The History Behind Daylight Savings Time

As people from the United States set their clocks one hour forward for Daylight Savings Time, let’s look at why the U.S. implemented this and what students and staff think.



Daylight Savings Time starts this Sunday, March 8.

By Caroline Ortiz, Staff Writer

Every year around spring and summer, we set our clocks one hour forward. 

To many, this is called daylight savings (DST), but it may also be called “summer time” in other places around the world. By participating in daylight savings, over 70 countries including Europe and North America give an extra hour of sunlight during the evening. 

When fall rolls back around, however, the clocks set back an hour again losing an hour.

During fall and winter, the sun goes down earlier than we’re used to. 

During spring and summer the sun goes down later so that we have “more time” for our outdoor activities. The purpose for the change is so that we’re able to make better use of daylight.

Henry Mejia, a sophomore at Van Nuys, said,”I like daylight savings because it gives an extra hour of sleep, and I love sleeping.  My soccer games are also right around sunset which isn’t that late during the winter so it helps me get tired and sleep earlier.”

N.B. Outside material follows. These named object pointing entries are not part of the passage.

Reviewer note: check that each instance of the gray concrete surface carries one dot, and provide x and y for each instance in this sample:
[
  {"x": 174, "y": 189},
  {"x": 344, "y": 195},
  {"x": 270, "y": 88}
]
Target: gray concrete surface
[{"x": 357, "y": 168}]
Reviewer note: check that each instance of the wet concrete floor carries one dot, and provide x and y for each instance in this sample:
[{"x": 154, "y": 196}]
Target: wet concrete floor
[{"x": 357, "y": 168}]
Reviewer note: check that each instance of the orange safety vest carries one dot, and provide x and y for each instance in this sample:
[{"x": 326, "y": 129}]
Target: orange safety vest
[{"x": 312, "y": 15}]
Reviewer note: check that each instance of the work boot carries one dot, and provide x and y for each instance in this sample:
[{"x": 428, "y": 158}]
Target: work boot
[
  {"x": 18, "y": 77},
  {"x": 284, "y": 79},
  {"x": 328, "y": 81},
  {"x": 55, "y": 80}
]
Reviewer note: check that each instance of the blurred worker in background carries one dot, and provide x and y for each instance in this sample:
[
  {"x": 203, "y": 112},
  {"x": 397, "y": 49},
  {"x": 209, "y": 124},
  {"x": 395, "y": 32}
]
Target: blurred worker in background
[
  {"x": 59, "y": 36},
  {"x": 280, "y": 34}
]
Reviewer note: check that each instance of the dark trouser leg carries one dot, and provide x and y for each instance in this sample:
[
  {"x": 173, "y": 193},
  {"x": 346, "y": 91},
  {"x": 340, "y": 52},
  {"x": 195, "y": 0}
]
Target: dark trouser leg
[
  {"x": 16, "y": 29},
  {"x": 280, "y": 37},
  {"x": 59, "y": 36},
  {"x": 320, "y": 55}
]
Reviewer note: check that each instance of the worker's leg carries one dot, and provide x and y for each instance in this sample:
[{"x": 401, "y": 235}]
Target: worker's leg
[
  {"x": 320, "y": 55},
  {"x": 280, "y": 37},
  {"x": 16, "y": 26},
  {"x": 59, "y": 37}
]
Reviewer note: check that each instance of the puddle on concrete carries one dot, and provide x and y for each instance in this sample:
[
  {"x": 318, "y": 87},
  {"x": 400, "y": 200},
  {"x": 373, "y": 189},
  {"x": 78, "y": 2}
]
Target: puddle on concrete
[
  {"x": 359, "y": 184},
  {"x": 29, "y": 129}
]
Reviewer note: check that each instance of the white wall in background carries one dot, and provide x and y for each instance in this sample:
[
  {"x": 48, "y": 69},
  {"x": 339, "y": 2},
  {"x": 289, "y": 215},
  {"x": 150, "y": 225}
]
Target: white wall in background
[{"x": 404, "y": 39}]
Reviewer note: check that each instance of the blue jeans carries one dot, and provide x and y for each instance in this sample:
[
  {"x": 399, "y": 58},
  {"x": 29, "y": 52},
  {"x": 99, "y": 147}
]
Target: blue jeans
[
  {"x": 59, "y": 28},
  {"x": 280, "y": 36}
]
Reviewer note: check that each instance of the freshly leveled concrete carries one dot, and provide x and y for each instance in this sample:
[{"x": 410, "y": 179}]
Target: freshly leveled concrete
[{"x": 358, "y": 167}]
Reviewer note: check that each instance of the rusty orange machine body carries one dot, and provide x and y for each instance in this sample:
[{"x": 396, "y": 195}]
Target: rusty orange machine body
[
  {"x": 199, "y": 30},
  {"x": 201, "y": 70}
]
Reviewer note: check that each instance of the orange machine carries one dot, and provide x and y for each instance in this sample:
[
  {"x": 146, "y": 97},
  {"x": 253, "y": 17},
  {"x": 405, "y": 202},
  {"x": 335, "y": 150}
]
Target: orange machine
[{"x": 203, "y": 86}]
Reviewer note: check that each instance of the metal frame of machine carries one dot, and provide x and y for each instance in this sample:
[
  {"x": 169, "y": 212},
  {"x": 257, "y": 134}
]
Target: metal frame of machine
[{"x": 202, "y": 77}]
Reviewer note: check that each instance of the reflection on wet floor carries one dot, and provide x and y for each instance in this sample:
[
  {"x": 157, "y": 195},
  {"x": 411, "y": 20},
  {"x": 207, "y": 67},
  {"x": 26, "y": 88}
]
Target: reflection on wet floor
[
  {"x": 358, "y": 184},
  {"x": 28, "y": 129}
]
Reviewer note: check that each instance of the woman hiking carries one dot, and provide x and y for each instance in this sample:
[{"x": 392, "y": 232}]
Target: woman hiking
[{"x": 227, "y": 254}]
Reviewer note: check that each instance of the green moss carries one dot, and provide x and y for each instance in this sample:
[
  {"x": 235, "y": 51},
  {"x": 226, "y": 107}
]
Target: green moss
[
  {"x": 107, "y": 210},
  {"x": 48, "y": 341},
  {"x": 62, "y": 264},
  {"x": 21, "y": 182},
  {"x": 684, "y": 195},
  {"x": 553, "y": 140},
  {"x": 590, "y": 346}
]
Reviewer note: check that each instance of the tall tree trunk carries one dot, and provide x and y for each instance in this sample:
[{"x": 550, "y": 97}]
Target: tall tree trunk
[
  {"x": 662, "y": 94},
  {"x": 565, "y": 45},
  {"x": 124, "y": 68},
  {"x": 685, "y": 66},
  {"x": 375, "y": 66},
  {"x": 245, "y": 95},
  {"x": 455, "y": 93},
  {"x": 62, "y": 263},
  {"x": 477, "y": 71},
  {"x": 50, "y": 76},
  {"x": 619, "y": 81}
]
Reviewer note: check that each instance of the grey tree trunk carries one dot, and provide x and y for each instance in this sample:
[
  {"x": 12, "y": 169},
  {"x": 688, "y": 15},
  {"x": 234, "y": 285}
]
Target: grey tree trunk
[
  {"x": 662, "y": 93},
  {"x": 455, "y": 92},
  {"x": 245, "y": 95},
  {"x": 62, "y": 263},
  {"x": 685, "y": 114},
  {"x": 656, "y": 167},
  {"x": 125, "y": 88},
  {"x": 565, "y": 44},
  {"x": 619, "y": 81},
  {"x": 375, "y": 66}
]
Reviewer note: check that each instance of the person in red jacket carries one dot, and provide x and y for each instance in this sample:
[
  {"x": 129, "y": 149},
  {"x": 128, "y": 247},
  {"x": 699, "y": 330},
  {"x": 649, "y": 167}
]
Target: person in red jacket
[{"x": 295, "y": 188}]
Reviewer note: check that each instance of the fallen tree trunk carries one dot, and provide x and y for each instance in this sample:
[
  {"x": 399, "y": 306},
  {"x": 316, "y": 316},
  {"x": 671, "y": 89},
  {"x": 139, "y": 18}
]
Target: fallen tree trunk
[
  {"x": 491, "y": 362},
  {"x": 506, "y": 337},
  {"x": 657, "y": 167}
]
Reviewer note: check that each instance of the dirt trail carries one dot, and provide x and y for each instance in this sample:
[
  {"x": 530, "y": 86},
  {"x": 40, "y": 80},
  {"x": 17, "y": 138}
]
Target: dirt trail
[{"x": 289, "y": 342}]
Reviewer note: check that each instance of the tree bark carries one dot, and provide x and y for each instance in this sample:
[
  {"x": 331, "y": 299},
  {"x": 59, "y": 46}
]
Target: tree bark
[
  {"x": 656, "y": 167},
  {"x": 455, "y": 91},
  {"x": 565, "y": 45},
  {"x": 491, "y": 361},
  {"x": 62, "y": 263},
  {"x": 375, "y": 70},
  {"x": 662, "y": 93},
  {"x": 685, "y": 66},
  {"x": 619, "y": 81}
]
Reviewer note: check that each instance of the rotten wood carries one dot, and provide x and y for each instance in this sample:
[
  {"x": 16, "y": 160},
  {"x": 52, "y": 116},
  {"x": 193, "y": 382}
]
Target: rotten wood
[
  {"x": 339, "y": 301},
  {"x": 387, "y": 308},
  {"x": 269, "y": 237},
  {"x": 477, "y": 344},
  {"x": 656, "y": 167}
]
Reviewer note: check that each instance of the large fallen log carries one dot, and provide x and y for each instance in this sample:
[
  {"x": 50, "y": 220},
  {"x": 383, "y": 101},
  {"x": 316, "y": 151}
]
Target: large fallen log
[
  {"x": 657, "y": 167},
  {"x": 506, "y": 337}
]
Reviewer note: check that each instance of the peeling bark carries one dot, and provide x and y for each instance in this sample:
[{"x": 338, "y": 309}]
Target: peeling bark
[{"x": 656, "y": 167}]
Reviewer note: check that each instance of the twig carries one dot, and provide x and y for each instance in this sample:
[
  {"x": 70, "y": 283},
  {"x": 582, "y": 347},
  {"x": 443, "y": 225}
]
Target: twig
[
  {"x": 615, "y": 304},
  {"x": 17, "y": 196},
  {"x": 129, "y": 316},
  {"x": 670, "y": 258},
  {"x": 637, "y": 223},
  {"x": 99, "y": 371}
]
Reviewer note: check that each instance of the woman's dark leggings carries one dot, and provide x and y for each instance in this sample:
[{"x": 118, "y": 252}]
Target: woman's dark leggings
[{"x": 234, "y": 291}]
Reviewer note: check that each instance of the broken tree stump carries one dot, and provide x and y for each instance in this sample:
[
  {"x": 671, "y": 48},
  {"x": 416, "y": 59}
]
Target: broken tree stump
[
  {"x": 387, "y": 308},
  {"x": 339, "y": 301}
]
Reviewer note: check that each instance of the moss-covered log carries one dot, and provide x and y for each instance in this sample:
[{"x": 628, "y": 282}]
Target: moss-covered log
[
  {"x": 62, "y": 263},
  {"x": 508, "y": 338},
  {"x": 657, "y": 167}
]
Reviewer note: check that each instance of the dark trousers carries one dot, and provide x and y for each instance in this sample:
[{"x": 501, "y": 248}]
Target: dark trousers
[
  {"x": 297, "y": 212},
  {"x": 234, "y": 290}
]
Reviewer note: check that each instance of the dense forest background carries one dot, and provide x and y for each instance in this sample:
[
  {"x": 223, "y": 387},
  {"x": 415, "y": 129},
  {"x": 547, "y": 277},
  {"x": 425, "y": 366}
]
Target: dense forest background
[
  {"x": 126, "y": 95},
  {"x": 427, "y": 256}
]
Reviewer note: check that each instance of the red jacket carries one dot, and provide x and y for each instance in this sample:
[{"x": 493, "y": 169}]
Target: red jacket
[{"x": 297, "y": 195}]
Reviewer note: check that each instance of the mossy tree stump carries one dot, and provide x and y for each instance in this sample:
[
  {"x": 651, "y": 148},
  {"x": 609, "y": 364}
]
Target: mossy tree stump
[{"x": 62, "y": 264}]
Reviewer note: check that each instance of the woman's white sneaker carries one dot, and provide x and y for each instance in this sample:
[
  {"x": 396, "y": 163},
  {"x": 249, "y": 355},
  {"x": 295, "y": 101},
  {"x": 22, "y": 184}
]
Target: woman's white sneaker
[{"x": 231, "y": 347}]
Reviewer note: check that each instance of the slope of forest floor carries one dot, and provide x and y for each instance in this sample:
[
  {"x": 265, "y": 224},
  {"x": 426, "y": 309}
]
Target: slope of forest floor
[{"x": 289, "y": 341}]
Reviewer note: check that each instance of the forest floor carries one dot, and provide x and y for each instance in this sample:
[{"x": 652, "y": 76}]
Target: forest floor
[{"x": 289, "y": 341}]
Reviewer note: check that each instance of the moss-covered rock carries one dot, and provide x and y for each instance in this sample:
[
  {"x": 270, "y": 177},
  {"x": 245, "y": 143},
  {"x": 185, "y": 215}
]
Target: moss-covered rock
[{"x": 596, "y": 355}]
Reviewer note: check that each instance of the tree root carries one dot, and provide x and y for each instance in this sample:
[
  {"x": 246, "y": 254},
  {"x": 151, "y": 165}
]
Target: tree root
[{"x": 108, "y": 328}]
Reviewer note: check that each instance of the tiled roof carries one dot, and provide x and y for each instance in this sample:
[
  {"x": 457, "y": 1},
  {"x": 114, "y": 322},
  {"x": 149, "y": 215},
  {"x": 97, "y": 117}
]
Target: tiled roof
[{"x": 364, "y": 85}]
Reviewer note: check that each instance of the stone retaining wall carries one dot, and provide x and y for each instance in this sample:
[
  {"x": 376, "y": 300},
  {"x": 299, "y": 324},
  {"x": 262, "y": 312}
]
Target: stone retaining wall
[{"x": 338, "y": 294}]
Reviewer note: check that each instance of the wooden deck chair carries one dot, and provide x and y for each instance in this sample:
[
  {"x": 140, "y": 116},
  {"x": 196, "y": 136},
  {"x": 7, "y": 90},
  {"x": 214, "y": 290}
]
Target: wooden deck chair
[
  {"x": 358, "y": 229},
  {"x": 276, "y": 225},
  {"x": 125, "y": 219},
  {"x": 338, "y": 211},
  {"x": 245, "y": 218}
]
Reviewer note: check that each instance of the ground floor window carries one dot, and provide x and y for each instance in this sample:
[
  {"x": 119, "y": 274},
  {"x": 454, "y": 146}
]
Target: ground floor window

One of our school’s Security guards, Joe Avila, said,” We should just keep the days longer because we can benefit from the sunlight. We’d be able to save and conserve energy. This energy would benefit farms and the crops.”

This time change will allow for that extra hour of sleep to stay in bed.

The idea initially came from Benjamin Franklin’s essay called “An Economical Project” then the idea was put forth by William Willet in an effort to conserve fuel to produce energy.

The idea was not used regularly until more than a century later.

It was officially adopted in multiple countries in 1916, such as Belgium, France, and London.

Although the practice of this time change was inconsistent when it was established, the standardization was continually encouraged by transportation industries.

Daylight savings has been regulated in the U.S. since World War 1.

There are a few states that don’t participate and would rather stay on standard time year round like Arizona and Hawaii. 

President George W. Bush decided that he’d extend DST by four more weeks. This decision was taken into effect in 2007. 

Since President Bush’s decision, we haven’t made any changes to our yearly routine. It is known as the “March-November system”

Some states like California and Florida are looking to apply DST yearly instead of the system we’ve been using since 2007. 

This year, 2020, we will set our clocks forward on March 8th and set them back again on November first, losing one hour of sleep

Whether daylight savings actually helps preserve electricity or not is widely debated throughout the world. No one is sure that this is the most efficient way to conserve electricity use either. 

A freshman gives his opinion on the upcoming time change and he says,”I think daylight savings saves a lot of our energy we could’ve used in the winter for the summer and I think that it really isn’t a problem to others rather than it might cause less sleep, but only by an hour so it isn’t that bad.”